I was once you before. I felt like I had nobody that cared or loved me . i was struggling with a lot of things under the age of sixteen. I tried so many times to end my life. I always thought nobody could help. All I wanted was everything just to go away, mostly the thoughts in my head.
I never spoke out because I thought nobody would understand what I was feeling inside. Until one day I finally spoke just a little bit. I couldn’t keep it all in anymore. It was causing so much pain in my mind and it made me do so many things that I regret doing.
Today I have finally, realized that there are people out there willing to listen and try their best to help me in any way. It showed me that people cared, even if they don’t know you that much and they try to understand just a little bit because nobody could understand you 1 00%…just yourself.
I finally got the help I needed for so long, so many days and weeks of struggling. I finally got help and now I don’t have the thoughts in my head as often. When I do have those thoughts, I go to the people I think could help before I do anything stupid.
So, I want you to understand suicide isn’t the only way . There are other ways other than suicide. If you ever think of suicide , think before you act on it. Think about your family and friends , how much pain you would put them through without any answers . Why would you do this?
Making them feel like it is their fault and blaming themselves for what has happened to you . You will leave them with a broken heart that will take a long time to heal. It would put your parents through so much stress after lo,,sing their own baby due to suicide. Making them feel like they failed as parents and making them think that they haven’t been there enough, loved you enough or supported you enough . Leaving them with just old memories and old pictures of you growing up .
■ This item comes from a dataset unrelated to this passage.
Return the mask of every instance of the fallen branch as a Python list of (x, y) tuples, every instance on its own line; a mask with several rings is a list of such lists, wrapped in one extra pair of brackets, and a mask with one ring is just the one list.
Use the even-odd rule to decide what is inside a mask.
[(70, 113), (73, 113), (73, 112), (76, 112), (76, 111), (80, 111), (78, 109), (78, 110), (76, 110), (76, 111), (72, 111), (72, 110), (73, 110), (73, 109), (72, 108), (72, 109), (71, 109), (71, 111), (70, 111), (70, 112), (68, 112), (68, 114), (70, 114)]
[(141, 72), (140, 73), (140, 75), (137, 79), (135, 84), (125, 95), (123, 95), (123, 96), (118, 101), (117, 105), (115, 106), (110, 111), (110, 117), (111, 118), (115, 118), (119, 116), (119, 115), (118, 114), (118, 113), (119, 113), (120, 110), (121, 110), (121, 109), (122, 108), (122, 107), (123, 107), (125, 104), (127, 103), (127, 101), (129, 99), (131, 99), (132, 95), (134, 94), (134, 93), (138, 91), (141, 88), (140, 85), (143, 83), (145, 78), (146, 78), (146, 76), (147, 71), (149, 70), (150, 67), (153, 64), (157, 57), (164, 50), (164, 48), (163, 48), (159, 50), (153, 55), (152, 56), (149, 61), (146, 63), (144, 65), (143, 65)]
Look at your friends, who would make trouble with them? Laugh with them? Who will they tell their secrets too? Your friends have a high chance of doing the same thing you did. Would you really want that? Your friends could commit suicide just because they miss you a lot.
Please just think,about it before you do anything stupid because there is no turning back. Don’t give up, there are a lot of things to look forward to in life. Believe in me there is a lot. If I could make it through , you can too.
I hope my story will help someone. If at least one person, I would be happy I!